Золото (илл. Р. Гершаника) - Полевой Борис Николаевич (книги бесплатно без онлайн txt) 📗
— Что вы тут рассматриваете? Эту красивую травку? Да?
— Красивую травку.
Николай усмехнулся, поймал звеневшего в воздухе комара, осторожно положил в прозрачную и, по-видимому, клейкую каплю в центре листка. Сразу же реснички дрогнули, зашевелились, стали загибаться внутрь. Комар еще бился в клейкой массе, сучил длинными ножками, но реснички крепко держали его, листок свертывался, точно сжимался в кулачок. Все было кончено.
— Как интересно! Что это? — спросила девушка, присаживаясь рядом.

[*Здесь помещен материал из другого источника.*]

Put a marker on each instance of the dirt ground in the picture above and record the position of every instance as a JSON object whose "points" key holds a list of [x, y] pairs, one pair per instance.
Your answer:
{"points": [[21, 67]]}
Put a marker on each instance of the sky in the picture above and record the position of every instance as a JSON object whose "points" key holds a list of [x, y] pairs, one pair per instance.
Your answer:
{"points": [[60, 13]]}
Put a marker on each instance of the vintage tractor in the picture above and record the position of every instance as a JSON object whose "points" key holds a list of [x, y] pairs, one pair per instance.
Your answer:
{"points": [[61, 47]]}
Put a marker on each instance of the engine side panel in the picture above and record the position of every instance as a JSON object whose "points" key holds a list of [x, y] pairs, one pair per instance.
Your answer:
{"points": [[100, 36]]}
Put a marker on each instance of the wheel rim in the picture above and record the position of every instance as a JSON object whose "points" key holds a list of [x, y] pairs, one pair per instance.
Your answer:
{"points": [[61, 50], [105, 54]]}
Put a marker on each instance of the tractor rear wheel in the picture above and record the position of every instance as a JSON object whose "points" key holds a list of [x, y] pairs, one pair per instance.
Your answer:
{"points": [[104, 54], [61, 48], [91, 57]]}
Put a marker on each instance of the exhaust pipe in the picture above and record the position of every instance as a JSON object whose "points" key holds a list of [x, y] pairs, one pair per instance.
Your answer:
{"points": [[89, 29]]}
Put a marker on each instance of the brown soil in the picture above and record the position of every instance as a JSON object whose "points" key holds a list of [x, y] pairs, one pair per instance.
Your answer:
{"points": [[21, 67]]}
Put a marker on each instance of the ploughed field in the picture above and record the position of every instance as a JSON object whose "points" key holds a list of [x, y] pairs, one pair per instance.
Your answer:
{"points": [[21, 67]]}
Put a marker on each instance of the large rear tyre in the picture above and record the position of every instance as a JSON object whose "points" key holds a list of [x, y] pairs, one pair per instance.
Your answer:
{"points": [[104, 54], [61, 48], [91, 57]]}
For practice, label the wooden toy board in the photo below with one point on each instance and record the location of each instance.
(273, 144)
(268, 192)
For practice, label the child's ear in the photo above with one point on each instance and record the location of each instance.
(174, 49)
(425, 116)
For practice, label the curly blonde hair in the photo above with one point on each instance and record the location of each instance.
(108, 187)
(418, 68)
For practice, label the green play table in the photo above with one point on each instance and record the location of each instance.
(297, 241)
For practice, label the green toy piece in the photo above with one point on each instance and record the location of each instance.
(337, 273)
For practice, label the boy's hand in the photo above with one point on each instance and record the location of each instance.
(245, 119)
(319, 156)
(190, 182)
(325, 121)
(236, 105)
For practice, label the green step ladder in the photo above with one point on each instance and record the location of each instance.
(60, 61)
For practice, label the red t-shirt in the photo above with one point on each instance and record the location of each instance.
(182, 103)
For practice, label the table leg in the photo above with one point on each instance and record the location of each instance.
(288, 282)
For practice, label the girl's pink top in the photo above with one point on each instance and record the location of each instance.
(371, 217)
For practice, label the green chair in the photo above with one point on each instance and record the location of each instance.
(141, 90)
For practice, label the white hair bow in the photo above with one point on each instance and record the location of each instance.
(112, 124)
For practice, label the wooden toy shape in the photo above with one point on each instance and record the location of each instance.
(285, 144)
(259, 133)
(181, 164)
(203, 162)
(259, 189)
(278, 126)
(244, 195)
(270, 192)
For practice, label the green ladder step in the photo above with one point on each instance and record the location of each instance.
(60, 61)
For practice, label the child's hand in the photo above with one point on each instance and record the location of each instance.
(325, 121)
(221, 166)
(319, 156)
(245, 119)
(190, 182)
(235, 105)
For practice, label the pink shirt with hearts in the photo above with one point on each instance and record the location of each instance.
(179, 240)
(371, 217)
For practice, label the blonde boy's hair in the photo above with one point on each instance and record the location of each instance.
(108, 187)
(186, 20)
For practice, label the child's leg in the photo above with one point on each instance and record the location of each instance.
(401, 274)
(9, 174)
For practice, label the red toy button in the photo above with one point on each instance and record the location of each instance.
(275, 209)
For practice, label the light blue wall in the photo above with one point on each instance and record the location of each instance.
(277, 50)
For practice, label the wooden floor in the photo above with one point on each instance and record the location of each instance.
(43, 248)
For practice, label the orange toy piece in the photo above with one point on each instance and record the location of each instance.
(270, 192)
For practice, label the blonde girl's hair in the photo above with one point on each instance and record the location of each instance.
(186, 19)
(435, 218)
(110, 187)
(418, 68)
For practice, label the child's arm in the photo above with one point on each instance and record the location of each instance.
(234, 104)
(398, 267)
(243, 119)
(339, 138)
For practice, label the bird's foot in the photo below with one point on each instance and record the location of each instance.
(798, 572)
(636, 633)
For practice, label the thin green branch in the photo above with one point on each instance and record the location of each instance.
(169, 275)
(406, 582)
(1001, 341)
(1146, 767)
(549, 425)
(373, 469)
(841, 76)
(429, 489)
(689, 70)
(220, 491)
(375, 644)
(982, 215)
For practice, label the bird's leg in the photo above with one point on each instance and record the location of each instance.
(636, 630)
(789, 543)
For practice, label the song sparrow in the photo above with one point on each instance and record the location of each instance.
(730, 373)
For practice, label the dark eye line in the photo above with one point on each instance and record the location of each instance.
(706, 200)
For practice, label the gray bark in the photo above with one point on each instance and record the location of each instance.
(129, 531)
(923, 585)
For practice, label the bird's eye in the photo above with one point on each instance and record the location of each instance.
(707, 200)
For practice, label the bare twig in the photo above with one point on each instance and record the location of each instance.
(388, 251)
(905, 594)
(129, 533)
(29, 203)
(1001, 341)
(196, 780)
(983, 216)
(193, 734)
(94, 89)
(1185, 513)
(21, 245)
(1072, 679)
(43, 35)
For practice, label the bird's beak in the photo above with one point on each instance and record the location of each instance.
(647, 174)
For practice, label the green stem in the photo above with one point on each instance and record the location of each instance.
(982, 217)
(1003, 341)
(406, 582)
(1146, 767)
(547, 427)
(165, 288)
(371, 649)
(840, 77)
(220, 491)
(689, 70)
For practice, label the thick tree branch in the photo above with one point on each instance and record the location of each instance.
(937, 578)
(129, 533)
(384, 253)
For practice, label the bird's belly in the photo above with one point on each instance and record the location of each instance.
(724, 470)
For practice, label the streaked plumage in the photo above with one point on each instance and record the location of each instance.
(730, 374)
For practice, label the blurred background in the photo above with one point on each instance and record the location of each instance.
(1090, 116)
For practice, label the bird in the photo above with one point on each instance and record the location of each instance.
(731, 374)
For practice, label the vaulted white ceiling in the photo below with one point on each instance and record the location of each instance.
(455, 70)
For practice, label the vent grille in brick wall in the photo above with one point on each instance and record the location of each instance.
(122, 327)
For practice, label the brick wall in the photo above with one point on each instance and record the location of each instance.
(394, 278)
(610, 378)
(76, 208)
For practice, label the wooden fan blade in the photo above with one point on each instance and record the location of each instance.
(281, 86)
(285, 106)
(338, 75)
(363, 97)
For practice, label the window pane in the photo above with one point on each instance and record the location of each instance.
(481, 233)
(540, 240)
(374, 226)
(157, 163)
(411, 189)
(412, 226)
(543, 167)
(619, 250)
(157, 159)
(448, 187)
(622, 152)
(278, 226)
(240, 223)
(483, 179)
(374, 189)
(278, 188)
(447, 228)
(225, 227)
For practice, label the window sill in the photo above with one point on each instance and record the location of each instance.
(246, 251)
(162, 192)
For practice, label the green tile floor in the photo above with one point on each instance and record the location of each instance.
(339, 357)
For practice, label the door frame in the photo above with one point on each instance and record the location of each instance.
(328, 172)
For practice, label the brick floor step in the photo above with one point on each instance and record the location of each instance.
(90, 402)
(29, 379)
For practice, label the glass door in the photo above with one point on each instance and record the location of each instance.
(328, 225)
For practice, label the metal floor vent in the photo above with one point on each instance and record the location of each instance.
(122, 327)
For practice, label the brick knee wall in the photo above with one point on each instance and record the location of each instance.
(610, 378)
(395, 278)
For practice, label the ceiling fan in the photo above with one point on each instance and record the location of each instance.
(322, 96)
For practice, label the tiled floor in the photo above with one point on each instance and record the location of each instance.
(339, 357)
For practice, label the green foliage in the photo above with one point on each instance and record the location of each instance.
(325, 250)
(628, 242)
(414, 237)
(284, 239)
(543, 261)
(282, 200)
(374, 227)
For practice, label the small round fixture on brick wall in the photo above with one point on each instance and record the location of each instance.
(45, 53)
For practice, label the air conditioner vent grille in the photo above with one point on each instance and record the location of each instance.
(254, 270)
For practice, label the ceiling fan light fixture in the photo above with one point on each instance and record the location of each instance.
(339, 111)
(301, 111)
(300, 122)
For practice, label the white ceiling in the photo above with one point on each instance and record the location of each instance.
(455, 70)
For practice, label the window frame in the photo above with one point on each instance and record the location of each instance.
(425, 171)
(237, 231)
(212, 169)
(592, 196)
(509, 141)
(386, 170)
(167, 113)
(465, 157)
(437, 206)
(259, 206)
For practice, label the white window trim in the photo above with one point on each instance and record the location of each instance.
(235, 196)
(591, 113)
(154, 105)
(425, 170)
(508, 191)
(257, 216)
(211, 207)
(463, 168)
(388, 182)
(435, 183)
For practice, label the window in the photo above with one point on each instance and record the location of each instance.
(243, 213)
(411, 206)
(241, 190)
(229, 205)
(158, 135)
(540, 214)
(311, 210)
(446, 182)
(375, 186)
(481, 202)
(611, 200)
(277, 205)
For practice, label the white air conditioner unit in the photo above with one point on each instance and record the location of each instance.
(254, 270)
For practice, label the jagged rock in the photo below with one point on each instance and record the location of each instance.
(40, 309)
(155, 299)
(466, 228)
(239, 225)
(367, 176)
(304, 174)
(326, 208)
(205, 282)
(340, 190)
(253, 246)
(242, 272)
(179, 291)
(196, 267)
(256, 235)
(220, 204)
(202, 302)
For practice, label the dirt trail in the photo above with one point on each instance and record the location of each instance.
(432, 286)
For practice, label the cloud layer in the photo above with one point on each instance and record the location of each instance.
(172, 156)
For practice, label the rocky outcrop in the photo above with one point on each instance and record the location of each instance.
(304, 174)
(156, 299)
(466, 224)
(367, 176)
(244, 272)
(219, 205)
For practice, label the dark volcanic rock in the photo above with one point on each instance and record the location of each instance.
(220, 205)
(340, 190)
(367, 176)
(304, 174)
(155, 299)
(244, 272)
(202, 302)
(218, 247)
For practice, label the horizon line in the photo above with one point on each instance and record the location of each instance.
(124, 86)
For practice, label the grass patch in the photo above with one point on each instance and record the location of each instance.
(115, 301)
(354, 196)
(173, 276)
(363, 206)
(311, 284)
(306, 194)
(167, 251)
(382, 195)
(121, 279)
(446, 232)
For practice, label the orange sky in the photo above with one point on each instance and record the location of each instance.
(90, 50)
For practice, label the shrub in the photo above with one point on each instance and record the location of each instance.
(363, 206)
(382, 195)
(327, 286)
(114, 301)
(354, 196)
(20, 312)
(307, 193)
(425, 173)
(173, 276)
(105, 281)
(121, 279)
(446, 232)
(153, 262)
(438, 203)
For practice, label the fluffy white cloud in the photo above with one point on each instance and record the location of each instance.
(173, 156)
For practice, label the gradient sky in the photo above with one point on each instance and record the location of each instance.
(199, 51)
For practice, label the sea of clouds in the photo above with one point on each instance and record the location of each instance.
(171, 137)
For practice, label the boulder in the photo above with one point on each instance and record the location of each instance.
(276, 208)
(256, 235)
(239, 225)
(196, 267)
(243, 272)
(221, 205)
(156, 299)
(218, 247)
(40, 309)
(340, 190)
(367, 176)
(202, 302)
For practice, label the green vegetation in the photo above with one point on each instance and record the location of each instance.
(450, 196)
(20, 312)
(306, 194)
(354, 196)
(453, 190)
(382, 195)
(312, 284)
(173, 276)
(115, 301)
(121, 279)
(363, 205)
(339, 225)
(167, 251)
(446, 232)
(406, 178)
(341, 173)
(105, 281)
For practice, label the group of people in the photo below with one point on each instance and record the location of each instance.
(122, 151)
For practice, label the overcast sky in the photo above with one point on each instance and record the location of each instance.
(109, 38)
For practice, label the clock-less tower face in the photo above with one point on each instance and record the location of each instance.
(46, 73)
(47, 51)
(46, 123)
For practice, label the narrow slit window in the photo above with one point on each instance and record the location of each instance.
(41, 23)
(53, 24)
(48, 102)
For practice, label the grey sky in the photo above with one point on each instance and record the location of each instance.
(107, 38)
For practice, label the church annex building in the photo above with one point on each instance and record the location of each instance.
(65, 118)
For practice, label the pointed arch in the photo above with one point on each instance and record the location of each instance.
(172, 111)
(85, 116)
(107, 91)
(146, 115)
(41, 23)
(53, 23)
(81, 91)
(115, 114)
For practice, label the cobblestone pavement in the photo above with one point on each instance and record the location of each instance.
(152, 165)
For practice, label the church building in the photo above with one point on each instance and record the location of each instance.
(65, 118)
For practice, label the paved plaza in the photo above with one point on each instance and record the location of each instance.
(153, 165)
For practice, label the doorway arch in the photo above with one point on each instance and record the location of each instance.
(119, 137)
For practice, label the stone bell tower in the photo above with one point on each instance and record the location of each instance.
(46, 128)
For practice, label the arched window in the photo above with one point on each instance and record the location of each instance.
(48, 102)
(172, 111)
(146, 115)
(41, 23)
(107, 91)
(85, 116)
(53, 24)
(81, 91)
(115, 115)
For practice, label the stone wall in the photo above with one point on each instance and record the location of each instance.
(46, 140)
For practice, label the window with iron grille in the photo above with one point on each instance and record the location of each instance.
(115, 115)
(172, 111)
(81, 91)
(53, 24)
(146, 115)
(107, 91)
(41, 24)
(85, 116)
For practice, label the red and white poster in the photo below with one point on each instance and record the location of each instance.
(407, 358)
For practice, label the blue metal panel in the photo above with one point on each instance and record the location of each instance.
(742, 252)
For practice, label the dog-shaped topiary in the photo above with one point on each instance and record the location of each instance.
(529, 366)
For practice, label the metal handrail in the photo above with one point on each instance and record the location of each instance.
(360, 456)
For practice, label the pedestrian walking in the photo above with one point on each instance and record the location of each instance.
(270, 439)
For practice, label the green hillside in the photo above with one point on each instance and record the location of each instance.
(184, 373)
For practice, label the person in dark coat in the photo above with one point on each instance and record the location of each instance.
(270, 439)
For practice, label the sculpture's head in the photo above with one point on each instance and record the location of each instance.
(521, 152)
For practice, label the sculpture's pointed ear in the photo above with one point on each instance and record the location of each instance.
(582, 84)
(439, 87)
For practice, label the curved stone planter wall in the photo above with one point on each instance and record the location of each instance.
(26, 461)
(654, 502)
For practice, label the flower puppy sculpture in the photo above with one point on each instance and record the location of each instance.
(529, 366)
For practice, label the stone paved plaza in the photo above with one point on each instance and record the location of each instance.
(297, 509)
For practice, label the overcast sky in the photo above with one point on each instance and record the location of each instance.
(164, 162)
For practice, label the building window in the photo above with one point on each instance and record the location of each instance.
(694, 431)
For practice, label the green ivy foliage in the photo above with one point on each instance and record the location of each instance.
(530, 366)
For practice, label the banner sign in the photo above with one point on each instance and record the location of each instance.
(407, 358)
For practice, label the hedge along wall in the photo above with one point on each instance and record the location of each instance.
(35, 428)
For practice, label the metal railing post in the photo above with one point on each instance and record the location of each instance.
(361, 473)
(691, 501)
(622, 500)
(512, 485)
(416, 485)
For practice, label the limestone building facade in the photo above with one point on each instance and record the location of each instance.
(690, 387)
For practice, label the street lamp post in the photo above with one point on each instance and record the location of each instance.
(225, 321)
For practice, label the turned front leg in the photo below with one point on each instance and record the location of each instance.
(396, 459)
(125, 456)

Николай нахмурился и отодвинулся.
— Красивая травка, — повторил он, пытливо смотря на девушку. — Это природа дает нам урок бдительности: не верить красивым… травкам.
Нет, девушка не опустила глаза. В них, широко распахнутых, чистых, лучащихся, увидел он живой интерес — и только.
— Трава ловит комаров? Не понимаю.
— Это росянка. Хищное растение. Хватает доверчивых дураков из мира насекомых и питается их соками, — холодно ответил Николай, стараясь настроить себя на враждебный лад: «Чего она пристает? Уставилась своими глазищами!»
Он уселся на кочку и тут заметил, что его тесная куртка расстегнута, из-за потертого сукна видна открытая грудь. Краснея, партизан хотел застегнуть пуговицы, но их не оказалось: незаметно все поотрывались. Начхоз не смог подобрать ему немецкую форму по росту. Волей-неволей пришлось напялить эту узкую куртку и прямо на голое тело.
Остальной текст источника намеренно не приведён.